Many Oklahomans say they're worried about how the Republican health care bill could affect their quality of life.

Estimates from the Congressional Budget Office say 22 million people would lose coverage under the new bill.

And here in Oklahoma, worries of lost care are very real.

Protest outside Senator James Lankford's office took place Wednesday. Oklahomans with disabilities looked to make their voices heard.

They protested the U.S. senate's Better Care Reconciliation Act, which would cut billions of dollars from Medicaid and Medicare over the next decade.

In Oklahoma, those programs are run by what's known as SoonerCare.

Lankford has yet to address concerns over the bill but said in a tweet: "We won't vote on healthcare this week. But, I'll continue pursuing reform that's affordable for Okies of all health conditions and income levels."

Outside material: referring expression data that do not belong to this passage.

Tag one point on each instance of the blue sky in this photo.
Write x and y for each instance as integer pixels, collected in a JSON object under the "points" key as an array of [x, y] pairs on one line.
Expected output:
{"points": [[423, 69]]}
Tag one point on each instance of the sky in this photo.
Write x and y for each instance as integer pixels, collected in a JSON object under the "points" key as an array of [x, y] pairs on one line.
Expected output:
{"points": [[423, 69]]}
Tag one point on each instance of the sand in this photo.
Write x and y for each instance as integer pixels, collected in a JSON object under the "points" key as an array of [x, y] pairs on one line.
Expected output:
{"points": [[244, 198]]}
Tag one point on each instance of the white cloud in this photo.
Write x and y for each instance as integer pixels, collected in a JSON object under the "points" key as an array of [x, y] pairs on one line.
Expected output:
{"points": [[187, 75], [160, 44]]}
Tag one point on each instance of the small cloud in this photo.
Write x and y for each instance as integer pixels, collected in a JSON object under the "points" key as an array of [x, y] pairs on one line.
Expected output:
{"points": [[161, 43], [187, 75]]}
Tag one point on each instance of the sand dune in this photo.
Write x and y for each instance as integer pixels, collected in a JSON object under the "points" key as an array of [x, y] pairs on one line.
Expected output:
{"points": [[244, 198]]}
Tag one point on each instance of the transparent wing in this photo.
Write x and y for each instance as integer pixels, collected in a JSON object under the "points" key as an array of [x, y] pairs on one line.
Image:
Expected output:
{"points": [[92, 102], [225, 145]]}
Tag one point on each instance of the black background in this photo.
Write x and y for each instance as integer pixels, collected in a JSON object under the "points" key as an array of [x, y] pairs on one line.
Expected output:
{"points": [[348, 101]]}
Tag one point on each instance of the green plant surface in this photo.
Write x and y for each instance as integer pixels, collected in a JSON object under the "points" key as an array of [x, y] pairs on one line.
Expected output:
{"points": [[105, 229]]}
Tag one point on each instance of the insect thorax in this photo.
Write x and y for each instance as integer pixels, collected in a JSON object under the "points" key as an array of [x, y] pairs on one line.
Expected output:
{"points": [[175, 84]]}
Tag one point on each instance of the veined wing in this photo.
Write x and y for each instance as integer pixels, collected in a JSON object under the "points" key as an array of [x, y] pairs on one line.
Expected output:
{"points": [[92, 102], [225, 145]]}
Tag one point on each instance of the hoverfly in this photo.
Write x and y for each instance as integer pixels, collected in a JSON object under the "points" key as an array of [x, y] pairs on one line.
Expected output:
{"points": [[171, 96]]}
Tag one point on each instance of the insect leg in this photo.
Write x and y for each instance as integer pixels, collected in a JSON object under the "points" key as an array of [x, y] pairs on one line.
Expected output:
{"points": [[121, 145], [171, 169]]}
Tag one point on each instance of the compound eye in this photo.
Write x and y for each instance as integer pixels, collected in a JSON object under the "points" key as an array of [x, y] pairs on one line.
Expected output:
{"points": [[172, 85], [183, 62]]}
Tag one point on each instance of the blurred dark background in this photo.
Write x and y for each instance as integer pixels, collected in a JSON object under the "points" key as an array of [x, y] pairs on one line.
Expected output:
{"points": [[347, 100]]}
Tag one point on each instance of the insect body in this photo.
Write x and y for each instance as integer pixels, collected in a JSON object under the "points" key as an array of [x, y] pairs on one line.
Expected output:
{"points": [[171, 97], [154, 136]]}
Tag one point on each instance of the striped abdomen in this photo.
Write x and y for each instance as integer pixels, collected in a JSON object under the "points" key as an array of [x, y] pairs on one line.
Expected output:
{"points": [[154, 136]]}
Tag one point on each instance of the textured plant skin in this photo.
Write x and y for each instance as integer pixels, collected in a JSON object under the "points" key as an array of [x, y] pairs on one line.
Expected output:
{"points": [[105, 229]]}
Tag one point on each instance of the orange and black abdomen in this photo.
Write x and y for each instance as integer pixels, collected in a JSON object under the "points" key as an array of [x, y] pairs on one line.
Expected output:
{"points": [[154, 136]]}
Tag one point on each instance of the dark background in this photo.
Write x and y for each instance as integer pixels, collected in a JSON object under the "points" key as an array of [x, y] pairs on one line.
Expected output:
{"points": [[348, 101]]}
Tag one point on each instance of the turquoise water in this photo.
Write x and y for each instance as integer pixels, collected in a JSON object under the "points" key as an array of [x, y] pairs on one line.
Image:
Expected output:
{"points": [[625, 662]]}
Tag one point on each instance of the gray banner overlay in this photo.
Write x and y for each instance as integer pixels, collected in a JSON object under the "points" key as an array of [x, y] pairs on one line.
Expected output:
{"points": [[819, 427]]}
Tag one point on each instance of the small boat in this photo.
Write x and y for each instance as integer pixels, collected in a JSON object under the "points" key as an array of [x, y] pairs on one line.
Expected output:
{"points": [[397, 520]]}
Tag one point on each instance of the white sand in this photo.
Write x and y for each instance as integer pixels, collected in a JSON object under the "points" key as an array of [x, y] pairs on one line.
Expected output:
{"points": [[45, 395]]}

According to the Oklahoma Health Care Authority, SoonerCare covered more than 840,000 people last year; two-thirds of those were children.

It's also used by people in every stage of life.

More than half of all births and more than two-thirds of all long-term care stays were covered by SoonerCare last year.

Oklahoma spends roughly $5 billion annually on SoonerCare. Much of that money is matched with federal dollars.

In the past, Oklahoma has opted not to take on federal money for state programs.

The healthcare bill is still undergoing revision, but Senate Leader Mitch McConnell expects to have a new draft by Thursday.